Nothing matters more than surviving to the 7th room, in my experience. Dying is boring. Dying is embarrassing. Less than 1000 XP is sad panda. Just all around antifun.
What’s the best way not to die? Unlike how it may be for Grinders or Nightmarers or whatever who need to murder monsters before they murder characters, for us normal puzzle types, the greatest boons are more HP and more healing. Even a few HP is huge, potentially large. There were truedungeon.com forum posts about how people didn’t realize how popular Charms of Health was going to be. Charm of Health is actually pretty solid in my uneducated opinion, as it’s puzzle damage and push damage that is going to produce Casual-ties (TM, R, P). The amount of damage is low, but, then, so are the HP for we wizards.

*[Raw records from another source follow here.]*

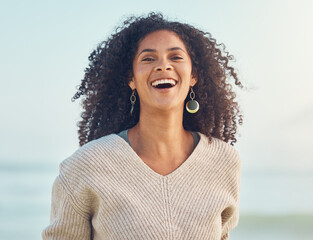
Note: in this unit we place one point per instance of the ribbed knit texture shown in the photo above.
(105, 191)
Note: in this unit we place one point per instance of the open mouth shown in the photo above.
(164, 83)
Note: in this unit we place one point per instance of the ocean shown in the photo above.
(273, 207)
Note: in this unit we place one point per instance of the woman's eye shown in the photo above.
(147, 59)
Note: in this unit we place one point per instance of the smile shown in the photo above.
(164, 83)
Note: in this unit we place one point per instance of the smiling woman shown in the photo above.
(149, 167)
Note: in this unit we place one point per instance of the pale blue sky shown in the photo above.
(44, 48)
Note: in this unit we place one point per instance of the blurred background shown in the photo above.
(44, 49)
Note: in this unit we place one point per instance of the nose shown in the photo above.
(163, 66)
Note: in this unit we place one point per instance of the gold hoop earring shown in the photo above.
(132, 101)
(192, 106)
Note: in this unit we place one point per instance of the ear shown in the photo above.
(193, 81)
(131, 84)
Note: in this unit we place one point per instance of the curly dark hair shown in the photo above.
(106, 92)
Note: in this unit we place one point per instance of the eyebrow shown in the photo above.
(153, 50)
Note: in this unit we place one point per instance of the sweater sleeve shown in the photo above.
(66, 221)
(230, 215)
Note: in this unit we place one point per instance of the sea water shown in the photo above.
(273, 206)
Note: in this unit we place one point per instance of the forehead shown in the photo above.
(161, 39)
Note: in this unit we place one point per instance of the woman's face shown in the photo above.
(162, 71)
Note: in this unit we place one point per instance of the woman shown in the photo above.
(154, 161)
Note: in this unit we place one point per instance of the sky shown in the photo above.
(45, 46)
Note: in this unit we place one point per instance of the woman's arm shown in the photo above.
(67, 222)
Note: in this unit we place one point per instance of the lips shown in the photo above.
(164, 83)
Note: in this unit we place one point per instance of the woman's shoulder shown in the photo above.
(218, 149)
(93, 155)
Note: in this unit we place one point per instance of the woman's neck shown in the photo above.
(161, 137)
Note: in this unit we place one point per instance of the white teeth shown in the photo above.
(162, 81)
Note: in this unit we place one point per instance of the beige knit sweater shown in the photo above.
(105, 191)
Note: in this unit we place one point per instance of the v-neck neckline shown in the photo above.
(148, 170)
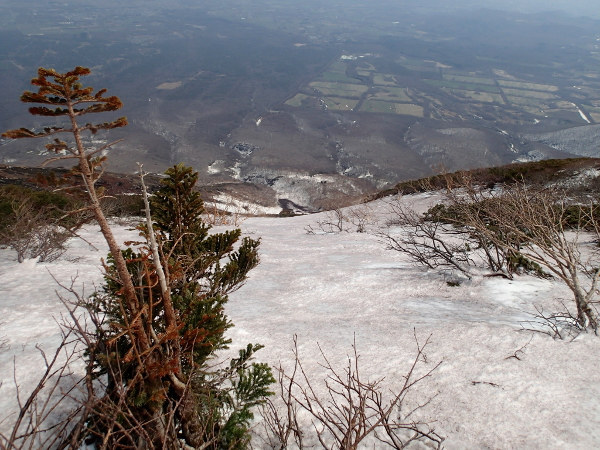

Everyone wants to feel like they get more stuff. TD is superexpensive. Everyone feels less good about themselves when other people are more plentiful, richer, avaricefuller.
TD is crazy with how much money there is in it from the playerbase. It’s model is perhaps not so much CCG (except outlier models like original Star Wars, Dragonball Z, and even Wheel of Time after a certain point) as it is videogames of the MMO sort. I don’t do MMOs, so I’m speaking only truths here, but the grinding for elite drops is totally something I see more as MMO than as CCG.
TD doesn’t even try to pretend tokens are balanced. Many a CCG where there were obvious imbalances still pretended that rares weren’t just strictly better than less rares. The whole nature of TD is that an incremental, one might say linear, gain is accompanied by an astronomical uplift in secondary market value. I can have a rare that gives +1 to stuff you care about for a few bucks become an ultrarare +2 that goes for more than $100 that becomes a transmuted +3 for $300+, etc.
I’m not trying to scare people off. What makes TD so weird is that the power gains are only relevant to certain types of players that may comprise a significant amount of the people doing runs but also are rare in my runs. I can play a Wizard or Elf Wizard with exactly zero tokens and expect to get through a puzzle normal. What’s likely to kill me is a group being bad at puzzles or the healers not getting enough opportunities to mend me.
But, everyone likes more treasure. I had dreams of Roguery. I have no interest anymore, even though it’s more loot.
What’s disturbing is the variance in treasure draws. I believe the current cap is 17 draws, with that about to go up. This year made a casual player friendly decision to ensure everyone got … 3 draws.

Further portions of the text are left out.